Many Hunt Valley merchants are fiercely supportive of the mall, holding fast to their belief that growth in the area will bring new business to the mall.

"The potential is tremendous," said Michael Wingard, owner of Coffee, Tea & Thee. "This is the cleanest mall I've ever seen. . . . It's well-organized. It has good security."

Still, merchants are waiting anxiously for news of what might become of the vacant anchor space. That decision that could affect the entire market positioning of the mall, which is owned by a joint venture of Kravco Co. and Equitable Real Estate Investment Management Inc.

James McCown, a spokesman for Equitable, said no announcement of a new anchor is imminent but that the mall owners are negotiating with R. H. Macy Co. to obtain control of the empty building.

Home Depot tools cut into Sears' trade

Home Depot, the Atlanta-based home improvement powerhouse, is hammering away at Sears' hand tool business, according to a report by Prudential Securities.

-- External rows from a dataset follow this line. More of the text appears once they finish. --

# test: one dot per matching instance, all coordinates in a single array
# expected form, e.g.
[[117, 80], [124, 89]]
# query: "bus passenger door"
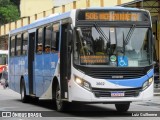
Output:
[[31, 50], [65, 59]]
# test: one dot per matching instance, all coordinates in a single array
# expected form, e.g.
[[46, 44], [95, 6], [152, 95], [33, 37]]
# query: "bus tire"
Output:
[[122, 107], [60, 105], [24, 97]]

Prudential analysts Wayne Hood and Dana Pliotis said their recent price survey showed Home Depot's Husky line of hand tools and tool chests were priced 20 percent to 40 percent below Sears Craftsman products.

The Husky products, made by Connecticut-based Stanley Works, replace a lower-quality imported line that Home Depot previously carried, the analysts said in their Dec. 23 report.

"We believe that the quality of the Husky line of hand tools is comparable to the Stanley line and Sears Craftsman line," Mr. Hood and Ms. Pliotis wrote. The analysts found Home Depot's employees to be more knowledgeable about the hand tools.

Home Depot's challenge to Sears for the $4 billion to $5 billion-a-year hand tool market is just one more headache for the Chicago-based giant as it attempts to put its merchandising division back in shape.

As for Home Depot, the Prudential analysts rate its stock a "hold" because of their near-term bearishness about retailing and its hefty price. "Over the long term, we believe Home Depot should be the core retailing holding" in investors' portfolios, the analysts concluded.